Anyone can make a Rockstar mistake (and so can I.)



A few months ago, an amazing article [translations to Habré: one and second ] about Grand Theft Auto Online surfaced in the news .



I advise you to read the entire article, but in short, GTA Online suddenly had quadratic performance when parsing a large JSON blob (due to multiple calls strlen



); after fixing this error, loading time decreased by almost 70%.



This sparked a lively debate : Is C to blame for this? Or maybe "web shit" ? Or capitalism and its incentives ?



However, everyone agreed on one thing : they would never have written such nonsense.



( Can you already feel what is coming? )




One of my side projects is a high performance 3D model viewer called Erizo .





Thanks to clever code, it opens a 97MB STL binary on a 2013 Macbook Pro in just 165 milliseconds.

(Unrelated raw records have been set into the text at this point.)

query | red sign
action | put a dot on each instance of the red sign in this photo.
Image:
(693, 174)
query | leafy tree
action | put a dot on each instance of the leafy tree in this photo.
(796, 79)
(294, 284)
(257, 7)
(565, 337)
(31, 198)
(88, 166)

This is amazing speed.



For compatibility reasons, I wrote a small parser for ASCII STL as well .



ASCII STL is a poorly specified plain text format that looks like this:



solid cube_corner
          facet normal 0.0 -1.0 0.0
            outer loop
              vertex 0.0 0.0 0.0
              vertex 1.0 0.0 0.0
              vertex 0.0 0.0 1.0
            endloop
          endfacet
          facet normal 0.0 0.0 -1.0
            outer loop
              vertex 0.0 0.0 0.0
              vertex 0.0 1.0 0.0
              vertex 1.0 0.0 0.0
            endloop
          endfacet
          ...
endsolid
      
      





I wrote an extremely robust parser with a comment like this:



/*     ASCII STL:  , 
 *   'vertex',         float. */
      
      





Loading the ASCII STL always seemed a little slow, but I assumed it was due to an inefficient text format.



(The clouds are gathering. )






Several events happened in a few days:





Here are the download logs of the 1.5MB ASCII STL timestamped (in seconds):



[erizo] (0.000000) main.c:10      | Startup!
[erizo] (0.162895) window.c:91    | Created window
[erizo] (0.162900) window.c:95    | Made context current
[erizo] (0.168715) window.c:103   | Initialized GLEW
[erizo] (0.178329) window.c:91    | Created window
[erizo] (0.178333) window.c:95    | Made context current
[erizo] (1.818734) loader.c:109   | Parsed ASCII STL
[erizo] (1.819471) loader.c:227   | Workers have deduplicated vertices
[erizo] (1.819480) loader.c:237   | Got 5146 vertices (7982 triangles)
[erizo] (1.819530) loader.c:240   | Waiting for buffer...
[erizo] (1.819624) loader.c:326   | Allocated buffer
[erizo] (1.819691) loader.c:253   | Sent buffers to worker threads
[erizo] (1.819883) loader.c:258   | Joined worker threads
[erizo] (1.819887) loader.c:279   | Loader thread done
[erizo] (1.821291) instance.c:32  | Showed window
      
      





It took more than 1.8 seconds from the start to display the window!



Taking a fresh look at the ASCII parser, I saw that the reason is obvious:



    /*  The most liberal ASCII STL parser:  Ignore everything except
     *  the word 'vertex', then read three floats after each one. */
    const char VERTEX_STR[] = "vertex ";
    while (1) {
        data = strstr(data, VERTEX_STR);
        if (!data) {
            break;
        }

        /* Skip to the first character after 'vertex' */
        data += strlen(VERTEX_STR);

        for (unsigned i=0; i < 3; ++i) {
            SKIP_WHILE(isspace);
            float f;
            const int r = sscanf(data, "%f", &f);
            ABORT_IF(r == 0 || r == EOF, "Failed to parse float");
            if (buf_size == buf_count) {
                buf_size *= 2;
                buffer = (float*)realloc(buffer, buf_size * sizeof(float));
            }
            buffer[buf_count++] = f;

            SKIP_WHILE(!isspace);
        }
    }
      
      





You can notice that in the code there is one sscanf



that reads one float value from the beginning of the data stream and each time checks the length of the entire string .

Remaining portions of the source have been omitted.